An open API service indexing awesome lists of open source software.

https://github.com/kspviswa/PyOMlx

A wannabe Ollama equivalent for Apple MlX models
https://github.com/kspviswa/PyOMlx

chatbot mlx model-serving

Last synced: 28 days ago
JSON representation

A wannabe Ollama equivalent for Apple MlX models

Awesome Lists containing this project

README

        

![](logo_readme.png)
# PyOMlx
### Serve MlX models locally!

### ![Downloads](https://img.shields.io/github/downloads/kspviswa/PyOMlx/total.svg)

## Motivation
Inspired by [Ollama](https://github.com/ollama/ollama) project, I wanted to have a similar experience for serving [MLX models](https://github.com/ml-explore/mlx-examples). [Mlx from ml-explore](https://github.com/ml-explore/mlx) is a new framework for running ML models in Apple Silicon.
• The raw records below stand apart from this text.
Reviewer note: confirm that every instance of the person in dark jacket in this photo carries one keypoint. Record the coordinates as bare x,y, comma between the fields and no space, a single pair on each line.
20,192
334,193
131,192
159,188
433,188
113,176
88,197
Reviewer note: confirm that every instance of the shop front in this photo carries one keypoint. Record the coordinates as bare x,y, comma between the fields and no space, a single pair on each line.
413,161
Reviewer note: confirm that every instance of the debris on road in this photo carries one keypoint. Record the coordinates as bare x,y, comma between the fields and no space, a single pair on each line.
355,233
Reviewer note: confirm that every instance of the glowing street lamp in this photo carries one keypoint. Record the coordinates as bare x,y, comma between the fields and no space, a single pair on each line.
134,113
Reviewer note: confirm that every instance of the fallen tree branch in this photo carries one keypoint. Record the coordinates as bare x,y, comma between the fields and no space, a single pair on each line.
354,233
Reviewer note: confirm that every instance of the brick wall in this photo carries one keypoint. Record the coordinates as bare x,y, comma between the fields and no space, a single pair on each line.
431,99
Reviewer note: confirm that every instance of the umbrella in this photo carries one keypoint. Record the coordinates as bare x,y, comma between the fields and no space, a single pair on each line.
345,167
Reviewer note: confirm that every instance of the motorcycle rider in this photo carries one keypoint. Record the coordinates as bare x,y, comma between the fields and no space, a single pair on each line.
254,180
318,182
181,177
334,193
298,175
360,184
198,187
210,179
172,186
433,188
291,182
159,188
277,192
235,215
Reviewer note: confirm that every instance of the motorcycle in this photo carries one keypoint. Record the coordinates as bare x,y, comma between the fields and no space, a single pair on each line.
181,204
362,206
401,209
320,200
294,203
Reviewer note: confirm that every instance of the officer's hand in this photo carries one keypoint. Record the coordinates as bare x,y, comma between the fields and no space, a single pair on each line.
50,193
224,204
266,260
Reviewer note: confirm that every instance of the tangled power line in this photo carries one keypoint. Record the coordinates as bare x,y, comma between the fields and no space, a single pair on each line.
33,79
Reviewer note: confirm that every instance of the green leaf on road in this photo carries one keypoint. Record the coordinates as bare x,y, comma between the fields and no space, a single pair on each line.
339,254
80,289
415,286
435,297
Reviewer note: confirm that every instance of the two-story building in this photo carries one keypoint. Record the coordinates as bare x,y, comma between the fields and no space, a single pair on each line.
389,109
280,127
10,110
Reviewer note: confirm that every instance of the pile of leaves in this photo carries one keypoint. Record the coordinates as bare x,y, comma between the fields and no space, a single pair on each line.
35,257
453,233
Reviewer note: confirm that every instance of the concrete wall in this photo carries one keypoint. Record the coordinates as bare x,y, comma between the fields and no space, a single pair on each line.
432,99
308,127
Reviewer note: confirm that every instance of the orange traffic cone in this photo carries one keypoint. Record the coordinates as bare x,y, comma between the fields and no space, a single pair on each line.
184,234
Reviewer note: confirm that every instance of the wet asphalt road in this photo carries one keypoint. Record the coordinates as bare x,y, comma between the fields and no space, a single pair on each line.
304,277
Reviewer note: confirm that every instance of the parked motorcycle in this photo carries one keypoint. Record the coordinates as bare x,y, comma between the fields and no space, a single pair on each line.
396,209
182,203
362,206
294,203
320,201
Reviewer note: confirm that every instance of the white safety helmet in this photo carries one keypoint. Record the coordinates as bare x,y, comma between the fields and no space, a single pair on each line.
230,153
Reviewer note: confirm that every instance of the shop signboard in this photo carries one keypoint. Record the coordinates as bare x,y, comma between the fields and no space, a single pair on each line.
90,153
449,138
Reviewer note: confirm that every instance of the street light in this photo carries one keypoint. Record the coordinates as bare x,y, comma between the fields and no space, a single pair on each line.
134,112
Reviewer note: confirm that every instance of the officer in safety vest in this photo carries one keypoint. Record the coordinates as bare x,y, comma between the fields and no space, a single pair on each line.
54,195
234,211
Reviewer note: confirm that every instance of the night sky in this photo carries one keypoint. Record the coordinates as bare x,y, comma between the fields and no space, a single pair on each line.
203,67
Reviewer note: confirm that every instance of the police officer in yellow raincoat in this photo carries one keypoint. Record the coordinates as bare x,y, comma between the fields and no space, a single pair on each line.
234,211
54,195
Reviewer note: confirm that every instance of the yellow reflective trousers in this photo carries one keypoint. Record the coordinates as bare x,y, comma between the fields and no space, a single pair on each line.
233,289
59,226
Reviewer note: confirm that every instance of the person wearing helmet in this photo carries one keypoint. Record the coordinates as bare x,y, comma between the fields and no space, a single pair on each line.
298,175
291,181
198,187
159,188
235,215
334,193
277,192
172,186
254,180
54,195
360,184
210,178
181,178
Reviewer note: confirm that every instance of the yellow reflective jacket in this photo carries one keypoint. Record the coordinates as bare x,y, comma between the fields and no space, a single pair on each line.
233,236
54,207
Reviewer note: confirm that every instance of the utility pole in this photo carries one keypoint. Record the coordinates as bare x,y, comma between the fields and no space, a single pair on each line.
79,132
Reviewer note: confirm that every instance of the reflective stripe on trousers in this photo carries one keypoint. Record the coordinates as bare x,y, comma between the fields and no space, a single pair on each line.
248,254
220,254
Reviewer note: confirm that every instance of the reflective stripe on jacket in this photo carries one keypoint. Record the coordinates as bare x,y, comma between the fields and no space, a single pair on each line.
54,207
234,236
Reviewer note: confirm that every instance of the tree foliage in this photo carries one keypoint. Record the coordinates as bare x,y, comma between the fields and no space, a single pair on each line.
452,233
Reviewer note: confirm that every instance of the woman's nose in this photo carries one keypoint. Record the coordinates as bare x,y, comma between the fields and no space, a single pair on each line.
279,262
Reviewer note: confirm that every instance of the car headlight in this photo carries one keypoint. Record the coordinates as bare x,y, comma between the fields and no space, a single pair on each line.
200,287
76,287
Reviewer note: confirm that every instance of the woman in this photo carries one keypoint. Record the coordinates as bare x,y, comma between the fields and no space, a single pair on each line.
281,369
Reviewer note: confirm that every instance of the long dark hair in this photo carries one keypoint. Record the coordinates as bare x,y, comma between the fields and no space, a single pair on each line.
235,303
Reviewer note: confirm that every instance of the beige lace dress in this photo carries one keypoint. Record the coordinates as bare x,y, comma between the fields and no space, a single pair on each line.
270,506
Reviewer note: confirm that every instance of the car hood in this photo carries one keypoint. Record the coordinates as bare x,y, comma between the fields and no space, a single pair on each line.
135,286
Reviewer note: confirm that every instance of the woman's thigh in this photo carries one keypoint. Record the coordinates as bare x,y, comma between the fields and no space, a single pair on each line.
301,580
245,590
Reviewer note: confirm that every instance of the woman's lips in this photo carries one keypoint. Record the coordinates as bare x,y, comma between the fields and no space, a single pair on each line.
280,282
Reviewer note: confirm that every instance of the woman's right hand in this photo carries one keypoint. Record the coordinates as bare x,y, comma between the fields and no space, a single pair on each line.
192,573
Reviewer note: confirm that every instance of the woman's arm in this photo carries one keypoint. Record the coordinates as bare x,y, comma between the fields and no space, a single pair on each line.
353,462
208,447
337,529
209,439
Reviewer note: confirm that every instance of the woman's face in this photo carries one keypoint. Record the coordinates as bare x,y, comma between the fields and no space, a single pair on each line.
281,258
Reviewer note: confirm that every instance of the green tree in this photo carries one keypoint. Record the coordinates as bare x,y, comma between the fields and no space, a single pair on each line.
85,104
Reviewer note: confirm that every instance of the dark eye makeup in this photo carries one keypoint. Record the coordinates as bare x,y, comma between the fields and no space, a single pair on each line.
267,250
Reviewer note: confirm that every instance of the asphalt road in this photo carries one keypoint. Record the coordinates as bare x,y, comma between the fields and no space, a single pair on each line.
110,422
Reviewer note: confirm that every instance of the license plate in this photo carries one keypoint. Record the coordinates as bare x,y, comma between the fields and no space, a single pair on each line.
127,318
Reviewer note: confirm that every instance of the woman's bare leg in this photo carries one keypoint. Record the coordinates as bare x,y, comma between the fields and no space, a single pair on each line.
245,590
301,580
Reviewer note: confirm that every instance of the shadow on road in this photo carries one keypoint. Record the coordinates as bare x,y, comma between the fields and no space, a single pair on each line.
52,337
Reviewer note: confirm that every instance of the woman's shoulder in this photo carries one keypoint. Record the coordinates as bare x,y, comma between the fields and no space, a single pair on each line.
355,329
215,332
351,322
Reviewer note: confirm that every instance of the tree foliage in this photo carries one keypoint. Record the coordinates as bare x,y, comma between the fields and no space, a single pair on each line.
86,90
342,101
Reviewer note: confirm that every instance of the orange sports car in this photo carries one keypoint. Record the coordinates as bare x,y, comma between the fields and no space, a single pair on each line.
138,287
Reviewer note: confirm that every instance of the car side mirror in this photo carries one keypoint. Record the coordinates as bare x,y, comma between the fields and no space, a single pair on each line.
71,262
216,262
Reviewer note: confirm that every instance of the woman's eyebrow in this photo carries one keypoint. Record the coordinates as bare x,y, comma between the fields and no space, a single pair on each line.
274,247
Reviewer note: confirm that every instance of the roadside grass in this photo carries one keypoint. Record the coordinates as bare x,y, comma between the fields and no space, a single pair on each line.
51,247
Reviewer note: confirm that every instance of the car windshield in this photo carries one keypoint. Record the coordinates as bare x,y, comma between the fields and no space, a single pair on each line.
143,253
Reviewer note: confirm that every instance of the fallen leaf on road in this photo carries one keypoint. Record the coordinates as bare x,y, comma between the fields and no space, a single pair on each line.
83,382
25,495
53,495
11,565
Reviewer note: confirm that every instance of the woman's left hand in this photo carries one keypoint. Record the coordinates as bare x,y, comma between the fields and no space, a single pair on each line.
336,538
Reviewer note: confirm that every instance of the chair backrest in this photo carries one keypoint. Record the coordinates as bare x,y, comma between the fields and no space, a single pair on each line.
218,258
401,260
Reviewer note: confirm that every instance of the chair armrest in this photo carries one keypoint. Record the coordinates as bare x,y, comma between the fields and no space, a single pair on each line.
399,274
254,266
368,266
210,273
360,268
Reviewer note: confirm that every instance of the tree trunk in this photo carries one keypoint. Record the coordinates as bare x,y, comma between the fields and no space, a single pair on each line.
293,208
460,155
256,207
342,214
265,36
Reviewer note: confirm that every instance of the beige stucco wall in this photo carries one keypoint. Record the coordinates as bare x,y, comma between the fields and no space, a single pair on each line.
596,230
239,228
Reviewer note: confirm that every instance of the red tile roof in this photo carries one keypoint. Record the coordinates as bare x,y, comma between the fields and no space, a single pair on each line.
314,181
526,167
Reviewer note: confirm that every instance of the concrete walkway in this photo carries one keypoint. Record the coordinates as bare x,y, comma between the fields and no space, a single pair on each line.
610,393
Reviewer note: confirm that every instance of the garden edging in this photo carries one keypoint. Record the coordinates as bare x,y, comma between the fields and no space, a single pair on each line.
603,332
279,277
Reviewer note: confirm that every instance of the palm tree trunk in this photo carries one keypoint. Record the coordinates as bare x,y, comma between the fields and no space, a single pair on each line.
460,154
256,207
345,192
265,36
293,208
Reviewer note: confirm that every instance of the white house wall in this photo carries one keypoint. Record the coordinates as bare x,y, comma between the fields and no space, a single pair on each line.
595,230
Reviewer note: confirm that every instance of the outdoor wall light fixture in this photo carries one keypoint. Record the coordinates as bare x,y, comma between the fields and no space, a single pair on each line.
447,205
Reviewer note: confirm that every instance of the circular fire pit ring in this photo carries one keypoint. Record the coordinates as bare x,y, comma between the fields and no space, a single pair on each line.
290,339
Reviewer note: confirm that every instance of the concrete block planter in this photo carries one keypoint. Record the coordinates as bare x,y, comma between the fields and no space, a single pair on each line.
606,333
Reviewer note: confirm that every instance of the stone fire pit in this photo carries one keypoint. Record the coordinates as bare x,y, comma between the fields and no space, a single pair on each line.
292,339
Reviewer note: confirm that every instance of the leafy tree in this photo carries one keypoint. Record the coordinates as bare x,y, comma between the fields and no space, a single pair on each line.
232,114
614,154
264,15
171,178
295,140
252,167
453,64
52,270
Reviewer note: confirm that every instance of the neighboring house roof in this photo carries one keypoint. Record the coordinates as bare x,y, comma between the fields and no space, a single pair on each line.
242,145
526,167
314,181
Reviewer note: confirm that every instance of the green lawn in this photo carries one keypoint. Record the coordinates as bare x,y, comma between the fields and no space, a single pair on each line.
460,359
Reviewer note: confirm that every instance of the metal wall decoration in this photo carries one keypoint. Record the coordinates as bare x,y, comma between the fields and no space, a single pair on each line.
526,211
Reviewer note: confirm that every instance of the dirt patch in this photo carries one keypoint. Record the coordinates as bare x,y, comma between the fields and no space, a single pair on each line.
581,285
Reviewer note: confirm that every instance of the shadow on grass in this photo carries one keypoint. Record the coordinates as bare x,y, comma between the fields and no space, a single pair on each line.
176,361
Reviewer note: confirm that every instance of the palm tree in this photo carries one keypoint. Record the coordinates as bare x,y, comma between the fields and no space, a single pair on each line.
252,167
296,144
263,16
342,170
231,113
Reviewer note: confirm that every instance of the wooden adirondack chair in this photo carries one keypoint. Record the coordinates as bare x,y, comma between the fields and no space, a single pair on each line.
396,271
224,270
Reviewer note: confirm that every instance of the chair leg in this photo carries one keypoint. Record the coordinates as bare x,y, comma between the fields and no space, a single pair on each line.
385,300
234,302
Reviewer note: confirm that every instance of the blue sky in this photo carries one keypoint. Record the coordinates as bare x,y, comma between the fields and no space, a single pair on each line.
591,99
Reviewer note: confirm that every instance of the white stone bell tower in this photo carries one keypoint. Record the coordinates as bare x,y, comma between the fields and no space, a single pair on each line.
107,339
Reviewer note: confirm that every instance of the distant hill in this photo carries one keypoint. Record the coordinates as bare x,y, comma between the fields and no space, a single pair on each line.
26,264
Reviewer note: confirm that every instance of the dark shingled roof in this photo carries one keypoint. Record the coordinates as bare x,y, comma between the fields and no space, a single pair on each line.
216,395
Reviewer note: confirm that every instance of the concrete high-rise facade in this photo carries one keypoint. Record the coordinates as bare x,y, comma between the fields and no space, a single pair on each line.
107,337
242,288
This app is intended to be used along with [PyOllaMx](https://github.com/kspviswa/pyOllaMx)

I'm using these in my day to day workflow and I intend to keep develop these for my use and benifit.

If you find this valuable, feel free to use it and contribute to this project as well. Please ⭐️ this repo to show your support and make my day!

I'm planning on work on next items on this [roadmap.md](roadmap.md). Feel free to comment your thoughts (if any) and influence my work (if interested)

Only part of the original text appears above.